Getting regular exercise and challenging yourself physically is undoubtedly healthy, but it can be taken to extremes. If you find yourself agreeing with three or more of the seven criteria below, you may have a problem with “exercise dependence,” according to Heather Hausenblas, faculty member of the Brooks Rehabilitation College of Healthcare Sciences at Jacksonville University, and author of “The Truth About Exercise Addiction: Understanding the Dark Side of Thinspiration.”

  1. Tolerance – Are you constantly having to increase the amounts of exercise you are doing to feel the same effects?
  2. Withdrawal – Do you feel withdrawal symptoms such as anxiety, fatigue, a short temper or agitation when you can’ t exercise?
  3. Intention effect – Are you exercising in larger amounts for longer periods of time than intended on most trips to the gym?

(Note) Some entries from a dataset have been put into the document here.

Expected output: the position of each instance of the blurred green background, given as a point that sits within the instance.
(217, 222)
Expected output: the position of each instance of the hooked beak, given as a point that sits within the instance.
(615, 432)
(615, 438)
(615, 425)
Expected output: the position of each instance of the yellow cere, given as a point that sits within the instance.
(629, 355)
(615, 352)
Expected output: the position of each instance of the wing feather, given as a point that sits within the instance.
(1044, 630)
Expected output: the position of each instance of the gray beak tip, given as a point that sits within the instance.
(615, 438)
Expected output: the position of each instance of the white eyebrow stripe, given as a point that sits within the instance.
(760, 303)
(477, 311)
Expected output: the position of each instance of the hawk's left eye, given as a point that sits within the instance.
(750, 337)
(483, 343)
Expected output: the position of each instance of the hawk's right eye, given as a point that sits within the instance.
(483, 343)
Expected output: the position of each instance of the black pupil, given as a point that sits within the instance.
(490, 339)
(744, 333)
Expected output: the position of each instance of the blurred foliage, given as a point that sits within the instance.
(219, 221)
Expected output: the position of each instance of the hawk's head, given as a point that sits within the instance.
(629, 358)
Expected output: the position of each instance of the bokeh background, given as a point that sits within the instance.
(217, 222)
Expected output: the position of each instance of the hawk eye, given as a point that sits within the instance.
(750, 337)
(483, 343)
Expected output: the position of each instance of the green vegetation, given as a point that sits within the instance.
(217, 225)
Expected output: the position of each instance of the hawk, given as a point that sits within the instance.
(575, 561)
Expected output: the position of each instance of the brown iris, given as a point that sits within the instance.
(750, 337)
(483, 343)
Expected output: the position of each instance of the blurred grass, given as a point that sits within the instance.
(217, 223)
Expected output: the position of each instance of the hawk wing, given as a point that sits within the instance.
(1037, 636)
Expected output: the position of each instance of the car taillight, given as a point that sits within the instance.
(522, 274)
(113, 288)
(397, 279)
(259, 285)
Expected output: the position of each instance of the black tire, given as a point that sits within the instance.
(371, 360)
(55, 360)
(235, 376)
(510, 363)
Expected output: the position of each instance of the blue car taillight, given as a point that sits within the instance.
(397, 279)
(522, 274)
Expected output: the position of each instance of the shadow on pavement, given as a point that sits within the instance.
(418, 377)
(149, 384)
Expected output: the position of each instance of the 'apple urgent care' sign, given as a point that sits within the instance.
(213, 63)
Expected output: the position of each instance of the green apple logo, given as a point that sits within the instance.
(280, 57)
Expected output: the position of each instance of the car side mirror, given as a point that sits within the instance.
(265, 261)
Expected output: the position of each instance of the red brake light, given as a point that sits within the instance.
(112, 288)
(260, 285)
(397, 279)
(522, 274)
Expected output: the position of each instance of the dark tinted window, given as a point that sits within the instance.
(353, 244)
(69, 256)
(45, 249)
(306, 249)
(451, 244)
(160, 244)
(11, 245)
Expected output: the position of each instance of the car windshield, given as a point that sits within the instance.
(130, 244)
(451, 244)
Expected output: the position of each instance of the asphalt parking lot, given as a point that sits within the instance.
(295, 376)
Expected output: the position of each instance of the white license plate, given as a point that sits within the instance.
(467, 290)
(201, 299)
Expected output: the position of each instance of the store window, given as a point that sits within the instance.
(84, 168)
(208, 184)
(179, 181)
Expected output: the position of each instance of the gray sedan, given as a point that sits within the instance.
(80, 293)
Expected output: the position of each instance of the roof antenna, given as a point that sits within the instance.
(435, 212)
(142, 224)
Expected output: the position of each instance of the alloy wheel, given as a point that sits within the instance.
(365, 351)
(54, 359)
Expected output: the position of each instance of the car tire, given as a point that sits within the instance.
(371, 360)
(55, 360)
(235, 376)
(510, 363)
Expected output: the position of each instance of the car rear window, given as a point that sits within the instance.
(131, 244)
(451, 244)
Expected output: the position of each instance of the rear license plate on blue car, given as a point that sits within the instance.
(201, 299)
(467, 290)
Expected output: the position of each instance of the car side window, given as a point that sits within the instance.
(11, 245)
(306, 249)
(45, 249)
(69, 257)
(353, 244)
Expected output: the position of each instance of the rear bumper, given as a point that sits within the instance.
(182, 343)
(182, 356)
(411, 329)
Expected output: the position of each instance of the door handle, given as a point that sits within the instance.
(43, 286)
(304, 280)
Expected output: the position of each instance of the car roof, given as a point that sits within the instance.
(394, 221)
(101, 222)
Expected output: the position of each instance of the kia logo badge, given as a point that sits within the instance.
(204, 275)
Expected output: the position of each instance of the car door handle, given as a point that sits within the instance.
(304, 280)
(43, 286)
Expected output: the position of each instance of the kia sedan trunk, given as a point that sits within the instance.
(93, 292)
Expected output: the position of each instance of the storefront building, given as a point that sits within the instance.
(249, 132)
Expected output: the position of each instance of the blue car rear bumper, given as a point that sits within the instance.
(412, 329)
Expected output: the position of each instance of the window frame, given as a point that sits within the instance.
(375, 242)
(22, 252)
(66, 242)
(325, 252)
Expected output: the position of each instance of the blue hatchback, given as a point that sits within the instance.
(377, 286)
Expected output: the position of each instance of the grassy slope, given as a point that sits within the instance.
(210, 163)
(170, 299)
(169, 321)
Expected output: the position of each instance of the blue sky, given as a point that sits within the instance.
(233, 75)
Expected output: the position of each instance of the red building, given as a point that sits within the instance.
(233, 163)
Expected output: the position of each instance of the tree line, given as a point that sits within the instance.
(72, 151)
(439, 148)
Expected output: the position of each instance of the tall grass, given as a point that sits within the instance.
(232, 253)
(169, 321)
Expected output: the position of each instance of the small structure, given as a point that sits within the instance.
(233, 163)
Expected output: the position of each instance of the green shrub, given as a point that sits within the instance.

  4. Lack of control – Do you have difficulty scaling back the duration and intensity of your exercise routine?
  5. Time – Do you find yourself funneling huge chunks of time both day and night into fitness activities? (More than two hours a day is a red flag.)
  6. Reductions in other activities – Are you giving up social engagements that don’ t involve exercise, cancelling scheduled activities or showing up late for work in order to exercise longer?
  7. Continuance despite injury – Are you taking enough time off to heal when you have an injury, or do you muscle through the pain, despite your doctor’ s objections?